SPARI CONTRO LA FOLLA - All’indomani dei primi scontri tra forze dell’ordine e manifestanti che hanno causato diverse vittime (almeno una e diversi feriti dicono le autorità, almeno 8 invece secondo i dissidenti presenti all’estero), in 70mila hanno aderito oggi alla protesta contro la giunta militare. I manifestanti si sono diretti verso la pagoda Sule, cantando l’inno nazionale e inneggiando al generale Aung San, eroe dell’indipendenza e padre della leader della Lega nazionale per la democrazia, Aung San Suu Kyi, da anni agli arresti domiciliari. «Dateci la libertà, dateci la libertà» hanno urlato alcuni dimostranti, arrabbiati per i raid condotti la scorsa notte nei monasteri, in cui i religiosi sono stati picchiati e arrestati in modo di poter iniziare la repressione le strade svuotate dai monaci ( ■ ascolta l'inviato). I militari hanno prima intimato ai manifestanti di disperdersi, quindi hanno usato gas lacrimogeni e colpi di avvertimento, infine hanno aperto il fuoco contro la folla.

RAID NOTTURNI - La scorsa notte, le forze di sicurezza birmane hanno assaltato due monasteri di Rangoon, picchiando e arrestando oltre 100 monaci. Nei giorni scorsi, i religiosi avevano di fatto assunto la guida delle proteste in corso nel paese dalla metà di agosto, per il rincaro del prezzo del carburante. Secondo le testimonianze citate dalla Kyodo, almeno 70 monaci sono stati «arrestati con violenza», vale a dire picchiati e malmenati nei soli monasteri di Moe Kaung e di Ngwe Kyar Yan, nella parte nord occidentale di Yangon. Sempre nella notte di ieri, la polizia ha arrestato il portavoce della leader della Lega nazionale per la democrazia, Aung San Suu Kyi, e un membro dello stesso partito: Myint Thein e Hla Pe. Fermato anche un ex parlamentare, esponente della minoranza Chin, Pu Yin Shin.

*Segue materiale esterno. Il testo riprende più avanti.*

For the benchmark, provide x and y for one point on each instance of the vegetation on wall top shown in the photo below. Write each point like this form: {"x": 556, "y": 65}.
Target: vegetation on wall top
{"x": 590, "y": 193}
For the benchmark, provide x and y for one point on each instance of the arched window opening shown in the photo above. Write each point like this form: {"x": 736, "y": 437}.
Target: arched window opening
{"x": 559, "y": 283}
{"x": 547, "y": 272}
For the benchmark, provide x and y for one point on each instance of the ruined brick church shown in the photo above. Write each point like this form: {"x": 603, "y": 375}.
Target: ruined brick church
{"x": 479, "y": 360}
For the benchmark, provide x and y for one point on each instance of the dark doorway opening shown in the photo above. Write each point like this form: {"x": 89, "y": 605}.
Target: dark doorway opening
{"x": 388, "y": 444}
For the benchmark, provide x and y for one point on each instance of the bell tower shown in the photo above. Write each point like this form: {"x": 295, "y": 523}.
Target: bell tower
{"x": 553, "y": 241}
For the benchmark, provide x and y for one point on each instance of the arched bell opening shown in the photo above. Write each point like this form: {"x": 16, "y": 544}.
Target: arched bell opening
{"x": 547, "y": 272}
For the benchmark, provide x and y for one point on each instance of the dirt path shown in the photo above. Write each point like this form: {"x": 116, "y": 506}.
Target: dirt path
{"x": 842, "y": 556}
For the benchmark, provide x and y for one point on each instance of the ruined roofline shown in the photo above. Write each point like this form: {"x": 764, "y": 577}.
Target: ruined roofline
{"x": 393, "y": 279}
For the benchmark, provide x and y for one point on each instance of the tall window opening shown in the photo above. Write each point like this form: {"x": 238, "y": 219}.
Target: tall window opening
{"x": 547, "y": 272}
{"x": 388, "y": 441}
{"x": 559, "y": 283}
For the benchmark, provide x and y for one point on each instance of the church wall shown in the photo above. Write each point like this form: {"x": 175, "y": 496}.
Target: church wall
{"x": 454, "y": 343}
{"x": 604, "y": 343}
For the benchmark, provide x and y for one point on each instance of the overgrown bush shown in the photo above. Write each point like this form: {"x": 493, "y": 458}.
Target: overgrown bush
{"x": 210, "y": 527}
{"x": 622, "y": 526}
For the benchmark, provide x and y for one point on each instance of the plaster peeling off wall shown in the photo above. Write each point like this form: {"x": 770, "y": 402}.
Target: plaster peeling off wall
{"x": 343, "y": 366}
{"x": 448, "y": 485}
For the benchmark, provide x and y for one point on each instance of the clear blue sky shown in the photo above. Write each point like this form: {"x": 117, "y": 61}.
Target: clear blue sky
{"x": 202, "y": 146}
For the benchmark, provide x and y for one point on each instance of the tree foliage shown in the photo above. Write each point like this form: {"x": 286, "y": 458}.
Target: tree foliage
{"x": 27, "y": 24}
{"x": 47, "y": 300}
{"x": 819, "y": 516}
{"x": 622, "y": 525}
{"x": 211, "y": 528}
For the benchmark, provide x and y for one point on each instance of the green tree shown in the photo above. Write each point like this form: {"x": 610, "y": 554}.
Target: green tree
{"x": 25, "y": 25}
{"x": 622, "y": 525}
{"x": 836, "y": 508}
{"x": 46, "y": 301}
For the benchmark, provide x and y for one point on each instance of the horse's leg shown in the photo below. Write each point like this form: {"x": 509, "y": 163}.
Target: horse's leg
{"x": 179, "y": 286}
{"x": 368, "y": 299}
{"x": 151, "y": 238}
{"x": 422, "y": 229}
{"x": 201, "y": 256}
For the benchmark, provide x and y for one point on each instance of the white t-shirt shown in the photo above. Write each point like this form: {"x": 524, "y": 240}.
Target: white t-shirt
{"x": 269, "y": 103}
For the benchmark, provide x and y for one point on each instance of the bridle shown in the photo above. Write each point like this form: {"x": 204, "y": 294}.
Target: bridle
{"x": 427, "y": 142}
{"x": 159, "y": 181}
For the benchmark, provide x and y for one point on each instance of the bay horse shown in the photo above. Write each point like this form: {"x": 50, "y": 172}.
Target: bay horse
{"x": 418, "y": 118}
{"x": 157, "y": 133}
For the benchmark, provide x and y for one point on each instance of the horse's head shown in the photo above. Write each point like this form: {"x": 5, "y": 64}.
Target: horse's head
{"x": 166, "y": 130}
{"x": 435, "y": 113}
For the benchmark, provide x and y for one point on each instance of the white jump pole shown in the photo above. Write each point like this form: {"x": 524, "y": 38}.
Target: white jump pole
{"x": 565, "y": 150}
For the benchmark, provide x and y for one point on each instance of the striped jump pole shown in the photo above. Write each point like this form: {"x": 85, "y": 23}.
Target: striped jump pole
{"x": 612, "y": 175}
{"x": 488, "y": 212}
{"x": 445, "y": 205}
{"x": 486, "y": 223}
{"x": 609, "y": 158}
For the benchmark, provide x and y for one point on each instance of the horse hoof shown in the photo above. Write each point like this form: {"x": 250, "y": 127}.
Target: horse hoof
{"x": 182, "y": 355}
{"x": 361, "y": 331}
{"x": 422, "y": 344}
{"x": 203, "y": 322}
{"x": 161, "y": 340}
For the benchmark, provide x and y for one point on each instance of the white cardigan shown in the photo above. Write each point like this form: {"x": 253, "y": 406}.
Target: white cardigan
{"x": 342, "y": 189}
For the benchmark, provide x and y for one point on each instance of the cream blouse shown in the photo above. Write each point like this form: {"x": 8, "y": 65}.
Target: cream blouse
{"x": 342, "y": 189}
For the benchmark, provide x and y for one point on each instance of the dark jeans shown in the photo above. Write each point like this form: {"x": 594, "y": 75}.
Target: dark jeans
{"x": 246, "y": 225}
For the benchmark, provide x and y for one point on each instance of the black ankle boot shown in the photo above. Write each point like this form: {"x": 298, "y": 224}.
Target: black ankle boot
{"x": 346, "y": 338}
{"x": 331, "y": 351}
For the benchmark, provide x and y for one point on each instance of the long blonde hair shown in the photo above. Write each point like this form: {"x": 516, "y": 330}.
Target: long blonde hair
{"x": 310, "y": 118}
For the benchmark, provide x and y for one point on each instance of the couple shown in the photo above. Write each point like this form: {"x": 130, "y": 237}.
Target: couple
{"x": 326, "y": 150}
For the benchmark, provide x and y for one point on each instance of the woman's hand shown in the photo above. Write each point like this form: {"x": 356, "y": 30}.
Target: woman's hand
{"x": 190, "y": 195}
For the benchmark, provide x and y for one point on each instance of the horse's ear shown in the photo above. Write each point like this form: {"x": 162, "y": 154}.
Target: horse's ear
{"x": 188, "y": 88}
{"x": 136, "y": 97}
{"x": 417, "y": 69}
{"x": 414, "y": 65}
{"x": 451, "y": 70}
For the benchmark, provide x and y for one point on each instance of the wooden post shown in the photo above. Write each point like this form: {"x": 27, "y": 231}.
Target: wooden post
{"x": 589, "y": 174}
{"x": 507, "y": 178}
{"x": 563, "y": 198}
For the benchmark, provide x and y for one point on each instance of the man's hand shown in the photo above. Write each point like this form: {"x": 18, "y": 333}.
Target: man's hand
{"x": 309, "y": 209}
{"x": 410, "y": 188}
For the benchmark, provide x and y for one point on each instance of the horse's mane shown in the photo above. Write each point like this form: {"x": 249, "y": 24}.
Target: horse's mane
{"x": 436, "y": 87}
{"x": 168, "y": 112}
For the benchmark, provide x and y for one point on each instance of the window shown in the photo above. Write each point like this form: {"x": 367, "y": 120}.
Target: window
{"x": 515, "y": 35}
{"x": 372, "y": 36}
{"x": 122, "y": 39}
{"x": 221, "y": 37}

Intanto testimoni oculari dalla Birmania hanno raccontato che nei raid militari della scorsa notte, i monaci sono stati picchiati e trascinati a forza urlanti fuori dai monasteri. In molti alloggi dei monaci sono visibili tracce di sangue.

RIVOLTE- Contemporaneamente un migliaio di abitanti del villaggio di Okkalapa sud, alla periferia di Rangoon, ha attaccato un camion carico di militari a colpi di pietra. I soldati sono riusciti a farsi largo solo dopo aver sparato dieci candelotti lacrimogeni. La folla ha aggredito i militari sull'onda dello sdegno del raid delle prime ore dell'alba contro il monastero locale di Ngwe Kyar Yan, dove i soldati hanno arrestato i monaci e duramente picchiato l'abate, un leader religioso riverito dagli abitanti di Okkalapa.